A Long Beach Post inquiry determined that at least three entities were dispatched to investigate the odor, which tenants complained smelled like natural, or methane gas in a roughly four-block radius downtown: the Long Beach Fire Department (LBFD), Long Beach Gas and Oil and the South Coast Air Quality Management District (SCAQMD).


 

“We tested [the air] yesterday, and there was no indication of flammable gas,” said Bob Dowell, director of Long Beach Gas and Oil. “We can detect a methane presence, and we did not detect any of that.
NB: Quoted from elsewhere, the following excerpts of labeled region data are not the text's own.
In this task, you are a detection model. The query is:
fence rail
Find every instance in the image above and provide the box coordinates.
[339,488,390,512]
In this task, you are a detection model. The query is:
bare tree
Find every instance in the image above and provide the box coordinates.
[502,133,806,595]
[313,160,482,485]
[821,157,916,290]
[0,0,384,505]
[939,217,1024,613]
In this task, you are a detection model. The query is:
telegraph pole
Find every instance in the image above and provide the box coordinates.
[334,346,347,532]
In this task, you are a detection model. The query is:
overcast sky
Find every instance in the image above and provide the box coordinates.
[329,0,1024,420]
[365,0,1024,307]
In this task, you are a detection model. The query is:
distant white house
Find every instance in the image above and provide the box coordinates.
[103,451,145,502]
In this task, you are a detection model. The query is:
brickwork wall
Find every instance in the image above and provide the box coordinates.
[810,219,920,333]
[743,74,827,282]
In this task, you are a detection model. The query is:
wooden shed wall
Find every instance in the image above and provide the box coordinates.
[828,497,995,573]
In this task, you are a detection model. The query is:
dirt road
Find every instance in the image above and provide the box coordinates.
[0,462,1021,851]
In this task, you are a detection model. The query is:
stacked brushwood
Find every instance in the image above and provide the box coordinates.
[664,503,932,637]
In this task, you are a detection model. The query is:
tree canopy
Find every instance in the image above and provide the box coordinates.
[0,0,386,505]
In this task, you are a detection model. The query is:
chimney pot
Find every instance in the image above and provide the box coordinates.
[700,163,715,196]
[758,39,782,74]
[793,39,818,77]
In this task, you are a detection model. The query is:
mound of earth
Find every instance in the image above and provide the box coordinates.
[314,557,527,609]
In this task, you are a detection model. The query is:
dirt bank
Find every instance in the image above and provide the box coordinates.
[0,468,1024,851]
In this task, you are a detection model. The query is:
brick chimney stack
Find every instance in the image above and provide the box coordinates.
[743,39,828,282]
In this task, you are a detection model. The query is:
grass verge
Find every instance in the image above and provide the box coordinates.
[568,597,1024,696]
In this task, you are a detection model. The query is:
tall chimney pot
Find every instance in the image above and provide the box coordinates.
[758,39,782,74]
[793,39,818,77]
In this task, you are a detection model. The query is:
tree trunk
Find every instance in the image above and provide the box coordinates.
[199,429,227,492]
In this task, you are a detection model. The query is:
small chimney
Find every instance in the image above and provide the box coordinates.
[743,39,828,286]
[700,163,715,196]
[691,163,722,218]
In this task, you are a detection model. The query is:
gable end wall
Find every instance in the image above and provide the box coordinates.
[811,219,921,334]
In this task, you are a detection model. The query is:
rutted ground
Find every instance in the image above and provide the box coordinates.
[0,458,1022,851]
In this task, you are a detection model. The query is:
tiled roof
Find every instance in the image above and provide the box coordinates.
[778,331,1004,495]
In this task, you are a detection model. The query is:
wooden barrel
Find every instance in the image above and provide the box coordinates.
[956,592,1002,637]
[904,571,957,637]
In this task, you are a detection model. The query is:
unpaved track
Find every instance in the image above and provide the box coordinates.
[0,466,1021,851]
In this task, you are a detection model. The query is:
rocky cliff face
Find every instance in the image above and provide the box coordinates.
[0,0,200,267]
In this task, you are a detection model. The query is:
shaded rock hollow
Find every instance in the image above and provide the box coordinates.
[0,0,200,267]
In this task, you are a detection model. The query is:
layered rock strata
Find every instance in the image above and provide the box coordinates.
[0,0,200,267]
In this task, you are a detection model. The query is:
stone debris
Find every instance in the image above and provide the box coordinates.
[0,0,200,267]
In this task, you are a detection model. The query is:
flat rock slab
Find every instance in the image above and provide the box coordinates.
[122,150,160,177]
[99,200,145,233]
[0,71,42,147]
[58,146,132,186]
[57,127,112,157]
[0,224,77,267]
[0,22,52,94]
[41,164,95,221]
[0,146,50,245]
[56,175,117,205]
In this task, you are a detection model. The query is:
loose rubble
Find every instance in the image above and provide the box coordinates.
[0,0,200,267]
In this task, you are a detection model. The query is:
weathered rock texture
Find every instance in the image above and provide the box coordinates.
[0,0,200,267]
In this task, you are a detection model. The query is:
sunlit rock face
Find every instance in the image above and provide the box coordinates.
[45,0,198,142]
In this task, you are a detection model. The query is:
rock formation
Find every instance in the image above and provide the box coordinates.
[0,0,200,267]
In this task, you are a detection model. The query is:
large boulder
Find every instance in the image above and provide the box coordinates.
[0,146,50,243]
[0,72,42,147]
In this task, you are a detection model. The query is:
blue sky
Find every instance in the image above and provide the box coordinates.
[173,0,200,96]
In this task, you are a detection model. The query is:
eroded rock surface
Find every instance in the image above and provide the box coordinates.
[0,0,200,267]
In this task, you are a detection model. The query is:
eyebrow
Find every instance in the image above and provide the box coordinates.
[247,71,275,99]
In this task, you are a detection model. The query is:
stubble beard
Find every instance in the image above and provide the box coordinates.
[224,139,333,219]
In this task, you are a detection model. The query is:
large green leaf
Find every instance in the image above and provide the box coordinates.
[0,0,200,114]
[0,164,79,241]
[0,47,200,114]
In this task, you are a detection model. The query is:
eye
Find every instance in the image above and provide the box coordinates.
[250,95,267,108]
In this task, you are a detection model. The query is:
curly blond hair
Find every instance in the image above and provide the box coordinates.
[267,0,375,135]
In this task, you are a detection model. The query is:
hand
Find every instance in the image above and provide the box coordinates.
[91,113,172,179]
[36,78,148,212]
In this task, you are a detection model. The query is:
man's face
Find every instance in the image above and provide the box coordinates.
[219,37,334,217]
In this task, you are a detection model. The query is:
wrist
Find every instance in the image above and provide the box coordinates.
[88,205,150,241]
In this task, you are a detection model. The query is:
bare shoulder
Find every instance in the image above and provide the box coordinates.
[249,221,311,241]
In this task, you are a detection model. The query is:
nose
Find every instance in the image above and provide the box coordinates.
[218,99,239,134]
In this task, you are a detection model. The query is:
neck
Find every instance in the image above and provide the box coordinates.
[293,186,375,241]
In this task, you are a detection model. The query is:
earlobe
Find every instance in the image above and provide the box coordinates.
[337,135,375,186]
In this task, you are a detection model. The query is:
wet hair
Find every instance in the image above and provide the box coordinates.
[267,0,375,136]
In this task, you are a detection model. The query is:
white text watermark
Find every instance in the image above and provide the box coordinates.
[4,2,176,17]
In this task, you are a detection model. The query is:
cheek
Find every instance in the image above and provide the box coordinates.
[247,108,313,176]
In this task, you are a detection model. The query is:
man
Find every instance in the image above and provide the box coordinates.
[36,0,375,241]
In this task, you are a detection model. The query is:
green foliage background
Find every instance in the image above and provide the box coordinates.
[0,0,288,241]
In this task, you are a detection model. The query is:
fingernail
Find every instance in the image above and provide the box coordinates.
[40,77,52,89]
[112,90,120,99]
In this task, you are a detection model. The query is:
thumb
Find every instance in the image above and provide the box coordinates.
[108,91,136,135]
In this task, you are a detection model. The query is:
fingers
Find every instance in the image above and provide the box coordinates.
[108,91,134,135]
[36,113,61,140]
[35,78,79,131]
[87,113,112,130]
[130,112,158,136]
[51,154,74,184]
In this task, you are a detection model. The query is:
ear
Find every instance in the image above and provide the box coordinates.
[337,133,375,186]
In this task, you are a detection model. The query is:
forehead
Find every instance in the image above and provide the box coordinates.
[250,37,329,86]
We did not find any traces of anything.”

LBFD’s Jake Heflin said the department had received 26 complaints Wednesday, beginning at around 1:00PM, and the SCAQMD said they received seven complaints.

As a result of the odor, four terminals at the Port of Long Beach closed for less than 10 minutes—between 1:07PM and 1:15PM.

“It’s difficult to quantify the economic impact for such a short period of time,” said port spokesman Eric Bradley. “Terminal operations are in eight hour shifts, so there is an opportunity for terminals to make up any lost productivity caused by brief interruptions such as this. There have been no reported delays as a result of the short-lived stoppage yesterday.”

Meanwhile, employees such as those at the Aquarium of the Pacific, which as offices in the Catalina Landing area, stayed on site throughout the day.

The Post voluntarily exited the premises around Ocean and Magnolia at around 1:30PM, while The Outer Limits tattoo parlor shut down at 1:00PM for the rest of the day.

Matt, manager of The Outer Limits, a tattoo parlor off of Ocean Boulevard and Chestnut, estimated the shop’s closure resulted in a loss of $600 to $800 per artist for the store. Given the shop’s seven artists working on Wednesday, this means the shop lost a conservative total of $4,200 dollars.

“People were reporting that their eyes were burning and they were feeling dizzy,” he said. “I’ve smelled gas before in downtown, but it just passed by quickly… this was a significant amount.”

In the eight years Matt has worked at the parlor, he said such a closure, prompted by the neighboring environment, is paralleled only by the power outages that occurred in the summer of 2015. The outages resulted in thousands of dollars lost for businesses in the approximate week they were closed, due to lack of power.


 

Downtown Long Beach Alliance (DLBA) officials, who represent businesses in downtown Long Beach, said they were not aware of mandatory evacuations or businesses closing due to the odor.

Various building managers in the areas reporting the odor did not return requests for comment on Thursday. The Long Beach Health Department and MemorialCare did not return multiple requests for information from the Post regarding the health ramifications of the incident.

The LBFD and Long Beach gas and oil, after detecting no methane and losing the trail of the scent, are no longer investigating the situation.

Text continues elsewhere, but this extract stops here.